Trois heures du matin, il y a quelques années. Ma nouvelle blonde me secoue comme un prunier. J'ouvre les yeux à moitié, pour la trouver à genoux dans le lit, au-dessus de moi, avec un regard paniqué. Pendant un instant, je m'attends presque à voir un de mes reins entre ses mains, mais je me dis que je me serais réveillé dans une baignoire remplie de glace. Puis, je me rappelle que la glace ne sert que lorsque que l'on souhaite que le patient survive...

Mais non. J'ai encore tous mes organes et il n'y a de sang nulle part. Pas de maniaque dans l'appart non plus, ni de membre de nos familles au téléphone avec une mauvaise nouvelle à annoncer. Décidément cette con... demoiselle a besoin d'avoir une sacrée bonne raison, pour m'avoir fait une telle peur!

- Qu'est-ce qui te prend, calvaire?

- Ben là! Ça fait pas loin de deux minutes que tu ne respires plus!

Ok, ouin... Ça se qualifie, comme raison de me réveiller...

Bienvenue dans le merveilleux monde de l'apnée du sommeil, l'ami...

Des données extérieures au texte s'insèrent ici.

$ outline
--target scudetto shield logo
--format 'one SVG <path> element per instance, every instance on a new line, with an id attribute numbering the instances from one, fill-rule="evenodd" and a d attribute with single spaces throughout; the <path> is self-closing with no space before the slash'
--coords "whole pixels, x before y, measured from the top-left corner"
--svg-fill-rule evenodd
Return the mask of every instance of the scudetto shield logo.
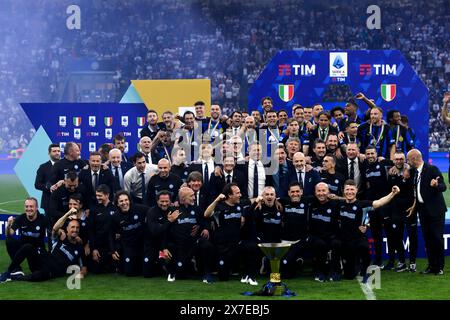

J'avertis toujours mes blondes que je ronfle. Ça ne les fait pas dormir mieux, mais j'ai au moins la paix sur le sujet, le lendemain matin. J'ignorais jusqu'alors que je cessais aussi de respirer par moments. Ce n'est pas tant l'absence de respiration qui fait paniquer, paraît-il, que le bruit produit quand, à bout de souffle, je me remets à respirer. Je n'y peux pas grand chose. De le savoir, en fait, ne m'avance en rien, et ne change pas grand chose à ma vie. La blonde en question, elle, a passé les deux années suivantes à ne dormir que sur une oreille, au cas où je cesserais définitivement de respirer. Au début, parce qu'elle craignait que cela n'arrive. Vers la fin, parce qu'elle le souhaitait...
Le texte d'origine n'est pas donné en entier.